Increased perioperative b-type natriuretic peptide associates with heart failure hospitalization or heart failure death after coronary artery bypass graft surgery

Amanda A Fox, Luigino Nascimben, Simon C Body, Charles D Collard, Aya A Mitani, Kuang-Yu Liu, Jochen D Muehlschlegel, Stanton K Shernan, Edward R Marcantonio, Amanda A Fox, Luigino Nascimben, Simon C Body, Charles D Collard, Aya A Mitani, Kuang-Yu Liu, Jochen D Muehlschlegel, Stanton K Shernan, Edward R Marcantonio

Abstract

Background: Heart failure (HF) is a leading cause of hospitalization and mortality. Plasma B-type natriuretic peptide (BNP) is an established diagnostic and prognostic ambulatory HF biomarker. We hypothesized that increased perioperative BNP independently associates with HF hospitalization or HF death up to 5 yr after coronary artery bypass graft surgery.

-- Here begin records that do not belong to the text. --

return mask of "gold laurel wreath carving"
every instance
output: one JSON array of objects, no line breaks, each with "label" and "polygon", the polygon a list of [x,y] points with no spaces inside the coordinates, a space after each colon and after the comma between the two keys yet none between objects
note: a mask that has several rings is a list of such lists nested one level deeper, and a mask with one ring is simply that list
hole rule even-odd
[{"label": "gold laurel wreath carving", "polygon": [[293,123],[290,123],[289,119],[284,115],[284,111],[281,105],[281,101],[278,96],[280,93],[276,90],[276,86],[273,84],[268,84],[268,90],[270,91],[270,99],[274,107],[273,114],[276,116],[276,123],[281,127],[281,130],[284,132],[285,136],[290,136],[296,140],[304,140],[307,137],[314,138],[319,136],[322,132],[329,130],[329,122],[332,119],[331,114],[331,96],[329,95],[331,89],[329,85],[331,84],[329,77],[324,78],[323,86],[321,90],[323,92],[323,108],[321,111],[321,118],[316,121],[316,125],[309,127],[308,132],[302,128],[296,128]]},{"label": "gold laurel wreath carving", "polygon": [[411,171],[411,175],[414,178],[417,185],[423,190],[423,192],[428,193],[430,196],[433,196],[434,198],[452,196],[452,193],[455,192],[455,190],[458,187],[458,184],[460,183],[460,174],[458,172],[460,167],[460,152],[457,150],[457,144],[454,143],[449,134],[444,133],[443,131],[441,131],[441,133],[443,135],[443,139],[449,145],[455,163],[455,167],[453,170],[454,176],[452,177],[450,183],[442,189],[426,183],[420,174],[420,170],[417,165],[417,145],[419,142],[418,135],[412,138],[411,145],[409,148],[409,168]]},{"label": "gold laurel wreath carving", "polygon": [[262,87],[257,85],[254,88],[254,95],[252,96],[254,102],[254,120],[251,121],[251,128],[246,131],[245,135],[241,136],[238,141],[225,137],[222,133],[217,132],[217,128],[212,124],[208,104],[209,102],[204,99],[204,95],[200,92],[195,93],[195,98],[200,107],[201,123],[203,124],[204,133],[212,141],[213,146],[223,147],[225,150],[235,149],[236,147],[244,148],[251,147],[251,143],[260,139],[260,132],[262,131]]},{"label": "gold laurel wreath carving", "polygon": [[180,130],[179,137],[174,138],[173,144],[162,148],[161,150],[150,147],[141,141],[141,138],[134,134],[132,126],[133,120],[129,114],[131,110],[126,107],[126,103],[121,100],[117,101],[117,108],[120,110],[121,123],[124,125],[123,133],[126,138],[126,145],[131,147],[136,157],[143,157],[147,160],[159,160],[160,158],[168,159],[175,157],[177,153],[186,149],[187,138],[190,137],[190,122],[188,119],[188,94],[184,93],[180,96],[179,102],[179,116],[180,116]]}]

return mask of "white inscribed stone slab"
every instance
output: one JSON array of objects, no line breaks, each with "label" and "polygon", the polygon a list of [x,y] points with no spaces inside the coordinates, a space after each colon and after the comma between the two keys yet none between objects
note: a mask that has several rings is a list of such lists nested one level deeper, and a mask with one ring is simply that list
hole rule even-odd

Methods: The authors conducted a two-institution, prospective, observational study of 1,025 subjects (mean age = 64 ± 10 yr SD) undergoing isolated primary coronary artery bypass graft surgery with cardiopulmonary bypass. Plasma BNP was measured preoperatively and on postoperative days 1-5. The study outcome was hospitalization or death from HF, with HF events confirmed by reviewing hospital and death records. Cox proportional hazards analyses were performed with multivariable adjustments for clinical risk factors. Preoperative and peak postoperative BNP were added to the multivariable clinical model in order to assess additional predictive benefit.

Results: One hundred five subjects experienced an HF event (median time to first event = 1.1 yr). Median follow-up for subjects who did not have an HF event = 4.2 yr. When individually added to the multivariable clinical model, higher preoperative and peak postoperative BNP concentrations each, independently associated with the HF outcome (log10 preoperative BNP hazard ratio = 1.93; 95% CI, 1.30-2.88; P = 0.001; log10 peak postoperative BNP hazard ratio = 3.38; 95% CI, 1.45-7.65; P = 0.003).

Conclusions: Increased perioperative BNP concentrations independently associate with HF hospitalization or HF death during the 5 yr after primary coronary artery bypass graft surgery. Clinical trials may be warranted to assess whether medical management focused on reducing preoperative and longitudinal postoperative BNP concentrations associates with decreased HF after coronary artery bypass graft surgery.

Figures

Fig. 1
Fig. 1
Box and whisker plots of preoperative and peak postoperative plasma B-type natriuretic peptide (BNP) concentrations for 1,025 subjects undergoing primary coronary artery bypass graft surgery. BNP concentrations are stratified by the group of 920 subjects who did not experience heart failure (HF) events and the group of 105 subjects who did experience HF events during 5-yr postoperative follow-up. The 10th (lower whisker), 25th (lower box end), 50th (middle line), 75th (upper box end), and 90th (upper whisker) percentile BNP values are shown for each group for both the preoperative and peak postoperative (postoperative days 1–5) assessments. *P < 0.001 HF event compared with the no-HF event group at that perioperative time point.
Fig. 2
Fig. 2
Kaplan–Meier survival curves for 1,025 primary coronary artery bypass graft (CABG) surgical patients followed up to 5 yr after surgery. Curves are stratified according to the top versus bottom three quartiles of (A) preoperative B-type natriuretic peptide (BNP) concentrations and (B) the peak of postoperative day 1–5 BNP concentrations. Curves signified by dotted lines signify 95% CIs for heart failure (HF) event-free survival estimates during 5 yr of postoperative follow-up.